What do Trump’s books tell us about his mind?

The President has published 17 books. Big win! Giles Smith ploughed through 5,000 pages of anecdotes, grievances, business “wisdom” and “truthful hyperbole” to try to uncover what drives him.

By Giles Smith

However else history comes to judge the 45th president of the United States of America, he will go down as a writer of prodigious, virtually Dickensian industry. Ronald Reagan had his 1965 autobiography, Where’s the Rest of Me?. Barack Obama had his early-years memoir and his volume of political thought. But no other president can claim to have entered the White House with a backlist as hefty as the present incumbent’s. Seventeen books bear the Donald J Trump name and (always) the Donald J Trump mugshot in a variety of highly colourised grins and gurns. Stacked on a desk, Trump’s literary output (appropriately enough) towers. Even at 562 pages, Hillary Rodham Clinton’s Living History withers to a speck in its shadow. Big win!

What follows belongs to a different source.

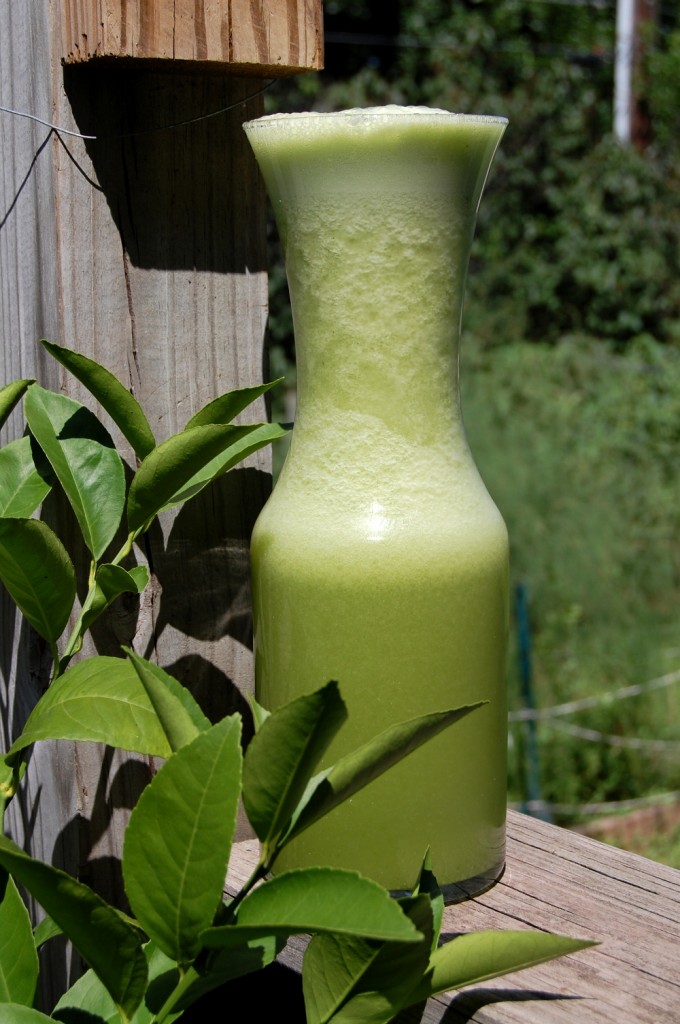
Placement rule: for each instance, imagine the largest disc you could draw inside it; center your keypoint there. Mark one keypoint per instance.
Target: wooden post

Of course, questions remain about how many of these 17 books Trump has, in any literal sense, written. Each of them is ghosted, a collaborative relationship in which the exact division of labour remains mysterious. Certainly most of us think of Trump these days as temperamentally more inclined to irascible tweets than to protracted meditations in prose. Nor has he ever announced himself to be a particularly voracious reader. It may be that an old joke about David Beckham applies still more firmly to Trump: that he is in the unusual position of having written more books than he has read. So, his literary career is perhaps best considered as forming a parallel with his best work in hotels and golf courses – a licensing and branding exercise in which someone else stumps up the money, further people do the spadework, and Trump gets to pin his name to the project in big gold letters at the end.